By Carla Mozee
Equities across most of Latin America fell Monday, opening the
week hurt by persistent fears about debt troubles in the euro
zone.
But the major indexes in the region moved off session lows as
U.S. stocks late in the session rebounded from sharp losses and
posted modest gains. The S&P 500 Index (SPX) rose 0.1% to 1,137
and the Dow Jones Industrial Average (DJI) picked up 6 points to
10,626.
Brazil's Bovespa finished down 0.9% to 62,866, pulling the index
further into negative territory for the year for a loss of more
than 8%. At the same time last year, the index tracking Latin
America's largest stock market was up 31%.
Argentina's Merval fell 1.2% to 2,219.97 on Monday. Mexico's IPC
shed 0.7% to end at 31,580.63.
In Chile, the IPSA turned positive, posting a 0.4% rise to
3,855.38.
Among exchange-traded funds, the iShares MSCI Brazil Index Fund
(EWZ) fell 1.1%. The iShares MSCI Mexico Index Fund (EWW) lost 0.7%
and the iShares Chile Investable Market Index (ECH) gave up 1%.
The regional equity markets posted their fourth consecutive loss
as investors remained concerned that fiscal deterioration in Europe
will hamper global economic recovery efforts. Those fears have
prompted investors to flock to the perceived safety of the U.S.
dollar, pushing the euro zone's currency to multimonth lows. Latin
American currencies have also declined against the dollar in recent
sessions.
The dollar index (DXY) edged up to 86.16 on Monday. The index,
which tracks the U.S. unit against a basket of six major
currencies, has gained more than 10% so far this year.
"When U.S. investors buy foreign stocks, mutual funds or ETFs,
their returns suffer when overseas currencies fall against the U.S.
dollar," wrote Alec Young, international equity strategist at
S&P Equity Research Services in a note to clients Monday. "As
sovereign credit risk has pressured the euro and other foreign
currencies vs. the greenback, negative currency translation has
significantly detracted from dollar-denominated foreign equity
returns."
In 2009, the weak dollar helped bolster a strong performance
among international assets, Young wrote.
Brazilian Central Bank President Henrique Meirelles earlier
Monday in New York said that the country is ready to fend off any
possible contagion from the fiscal crisis in Europe, noting that it
has a high level of foreign-exchange reserves and that it will be
prepared to provide liquidity if credit conditions tighten.
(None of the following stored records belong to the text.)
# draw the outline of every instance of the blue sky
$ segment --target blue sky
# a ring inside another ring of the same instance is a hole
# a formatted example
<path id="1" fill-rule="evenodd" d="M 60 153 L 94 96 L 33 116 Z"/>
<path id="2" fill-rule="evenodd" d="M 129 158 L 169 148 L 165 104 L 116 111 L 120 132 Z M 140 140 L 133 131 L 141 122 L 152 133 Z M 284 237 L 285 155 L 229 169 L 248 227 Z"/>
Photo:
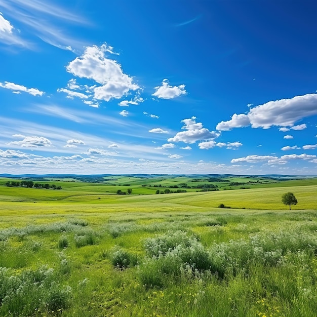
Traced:
<path id="1" fill-rule="evenodd" d="M 316 9 L 0 0 L 0 173 L 317 175 Z"/>

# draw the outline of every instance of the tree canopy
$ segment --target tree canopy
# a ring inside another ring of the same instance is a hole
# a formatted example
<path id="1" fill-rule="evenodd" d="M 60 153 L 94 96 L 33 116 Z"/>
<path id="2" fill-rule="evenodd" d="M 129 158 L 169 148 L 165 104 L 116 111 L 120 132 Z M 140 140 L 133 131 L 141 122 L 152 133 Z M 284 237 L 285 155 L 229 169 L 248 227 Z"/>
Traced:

"There will a fiscal consolidation in a number of (European)
countries which will slow down growth in Europe as a whole,"
Meirelles said Monday afternoon during a Web cast hosted by Ernst
& Young focusing on Brazil's business environment.
"For Brazil, the crisis is good for no one," he said. "It's
possible, but very unlikely, this crisis will [have] the same
dimension as the [2008 global financial crisis] but...Brazil is
prepared to face that."
Industrial, steel and home-building stocks paced the decline in
Sao Paulo trading. Shares of chemical products producer Braskem
(BAK) were the worst price performers as they fell 8%. The company
late last week swung to a quarterly loss of 123 million reals, hurt
in part by a decline in Brazil's currency against the
greenback.
Market heavyweight Vale (RIO) lost 1.8% and stock in oil giant
Petrobras (PBR) fell 0.8%, giving up earlier advances.
Late Friday, Petrobras posted a jump in first-quarter earnings
to 7.73 billion reals ($4.25 billion) from 6.29 billion reals in
the year-ago period. The company cited higher oil prices and
increased output of crude as factors that contributed to the
earnings increase. Revenue rose 18% to 50.4 billion reals from 42.6
billion reals.
While investors have been focused on European sovereign debt
problems, the first-quarter earnings season in Latin America has
nearly reached an end, and actual earnings from 70% of MSCI Latin
America Index constituents that have already reported "are coming
in slightly disappointing," said broker Deutsche Bank in a report
to clients Monday.
Of the companies that have reported, 56% have missed consensus
estimates for earnings, and 52% have missed revenue estimates,
wrote Frederick Searby, an equity strategist covering Latin America
at Deutsche Bank.
Meanwhile, more than 80% of S&P 500 companies that have
reported as of last week have beaten consensus estimates, and
nearly 70% of Stoxx Europe 600 Index constituents have posted
better-than-expected per-share results.
"However, these results must be seen in light of the fact that
Latin America led the world in earnings revisions last year and
year-to-date, setting the bar quite high," wrote Searby.